Weiß nicht, ob man da mit Spielen hinkommt, aber wenn wir schon bei 80,- sind. Statt dem Lenny 2 vlt. das Wiko Birdy 4G, wenn man ne bessere Kamera haben will. Wenn man Dual-SIM braucht dann statt Birdy 4G das Wiko Bloom. Beide halt mit älterem Android 4.4, aber man soll wohl zumindest beim Birdy 4G unter 4.4 einige Sachen auslagern können (ist bei den 4GB Speicher ja nicht schlecht, wobei er dann ja wiederum die 10,-EUR extra für ne SD-Karte dazurechnen muss.).
Noch mehr verschieben geht wohl bei Sony, falls das auf alle Modelle mit 4.4 zutrifft, dann wäre das E3 noch ne Idee.
Inkl. der Abstriche die man bei allen hinnehmen muss. Testberichte sh. geizhals.

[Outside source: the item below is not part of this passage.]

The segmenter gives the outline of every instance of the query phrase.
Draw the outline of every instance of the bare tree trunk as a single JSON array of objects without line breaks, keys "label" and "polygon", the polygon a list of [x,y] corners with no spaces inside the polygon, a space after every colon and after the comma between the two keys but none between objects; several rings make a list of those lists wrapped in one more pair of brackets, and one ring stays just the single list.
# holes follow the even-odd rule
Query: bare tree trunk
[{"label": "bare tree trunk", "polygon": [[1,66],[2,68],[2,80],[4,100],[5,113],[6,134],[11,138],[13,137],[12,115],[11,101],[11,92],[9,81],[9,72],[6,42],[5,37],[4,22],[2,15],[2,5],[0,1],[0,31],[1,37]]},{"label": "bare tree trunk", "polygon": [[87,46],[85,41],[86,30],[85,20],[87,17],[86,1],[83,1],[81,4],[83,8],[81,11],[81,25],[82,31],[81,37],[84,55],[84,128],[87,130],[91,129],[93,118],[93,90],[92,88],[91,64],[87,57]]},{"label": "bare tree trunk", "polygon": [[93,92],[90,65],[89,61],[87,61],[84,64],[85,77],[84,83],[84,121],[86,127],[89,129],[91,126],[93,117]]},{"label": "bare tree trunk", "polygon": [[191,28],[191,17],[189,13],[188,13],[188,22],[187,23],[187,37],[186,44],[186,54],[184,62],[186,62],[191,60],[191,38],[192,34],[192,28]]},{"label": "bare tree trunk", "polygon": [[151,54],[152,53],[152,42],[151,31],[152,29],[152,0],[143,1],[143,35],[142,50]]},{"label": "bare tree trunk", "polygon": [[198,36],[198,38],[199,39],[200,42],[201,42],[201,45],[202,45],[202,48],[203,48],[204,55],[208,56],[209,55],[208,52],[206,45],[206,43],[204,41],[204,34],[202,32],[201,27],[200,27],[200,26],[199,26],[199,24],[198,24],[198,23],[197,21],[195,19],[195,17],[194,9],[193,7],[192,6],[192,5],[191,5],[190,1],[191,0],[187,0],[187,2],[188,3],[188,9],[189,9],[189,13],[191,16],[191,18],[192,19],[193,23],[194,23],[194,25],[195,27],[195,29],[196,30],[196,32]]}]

Ansonsten rein vom Preis her Huawei y550 (sehr wenig Speicher und nichts verschiebbar ohne root und kostenplfichtiger Pro-Version von Link2SD) oder Huawei y5 mit 5.1 drauf, ausreichend Speicher, aber ne 210er CPU! (Vorgänger hatte ne 410er). Beide 90,- im Ebayshop von Mediamarkt/Daturn manchmal 85,-.

Von den aufgelisteten die scnellste GPU Phicomm Energy M+ E551 schwarz Preisvergleich | Geizhals Deutschland (Haltbarkeit?) unter 90,-

Mal beobachten, manchmal sinkt das Alcatel 5042D und 7043K auf 80,-EUR Niveau. Zum ersten gibt es auch nen Spiele-Test.


----------



## KonterSchock (21. November 2015)

*AW: Smartphone unter 80€ gesucht*

Firephone kannst du Knicken, das htc one x, ist hochwertiger und war seit Geburt kein billig heimer.


----------



## XyZaaH (21. November 2015)

*AW: Smartphone unter 80€ gesucht*



KonterSchock schrieb:


> Firephone kannst du Knicken, das htc one x, ist hochwertiger und war seit Geburt kein billig heimer.


Hör doch mal auf mit deinem HTC one x, hochwertiger als das fire Phone ist es nicht, die Hardware im Firephone ist besser, und der Akku ist nicht wie beim HTC one x gebraucht. Garantie hast du trotzdem keine. Und nur 32gb Speicher.


----------



## Your_Inspiration (22. November 2015)

*AW: Smartphone unter 80€ gesucht*

Was ist denn so schlimm an dem Mobistel?

Das Handy muss wirklich unter 80€ kosten..


----------



## XyZaaH (22. November 2015)

*AW: Smartphone unter 80€ gesucht*

N Kumpel hatte mal ein Mobistel, das Display war fürn Arsch, das Handy war langsam, es laggt, und die Verarbeitung war auch unter aller sau. Unter 80 findest du kein anständiges Smartphone. Punkt. Das Firephone ist schon ein sehr gutes Angebot.


----------



## Dreiradsimulator (23. November 2015)

*AW: Smartphone unter 80€ gesucht*

Und die Verarbeitung ist unter aller Sau. Mein Tipp ist noch 20 Euro sparen und entweder Wiko Lenny 2 oder halt das Glubschi Firephone wenn es dir gefällt.


----------



## Birnenmann (25. November 2015)

*AW: Smartphone unter 80€ gesucht*



Dreiradsimulator schrieb:


> Und die Verarbeitung ist unter aller Sau. Mein Tipp ist noch 20 Euro sparen und entweder Wiko Lenny 2 oder halt das Glubschi Firephone wenn es dir gefällt.


Das Lenny 2 wenn er keine Kamera braucht (Text und QR-codes / Strichcodes sind damit unmöglich). Alternativ das Wiko Birdy 4G + eine 16GB SD Karte bis 5,-EUR bei diesem Anbieter mitbieten erfixshop24 | eBay der stellt die immer wieder rein, wenn man Geduld hat, bekommt man sie für wenig Geld (oder für 10,00EUR 32GB ne langsamere in nem richtigen onlineshop, sh. Geizhals (dabei Saturn 5,- Newsletter-Anmeldungsgutschein nicht vergessen), muss bei Wiko nur class-10 sein! Das ist wichtig.)


----------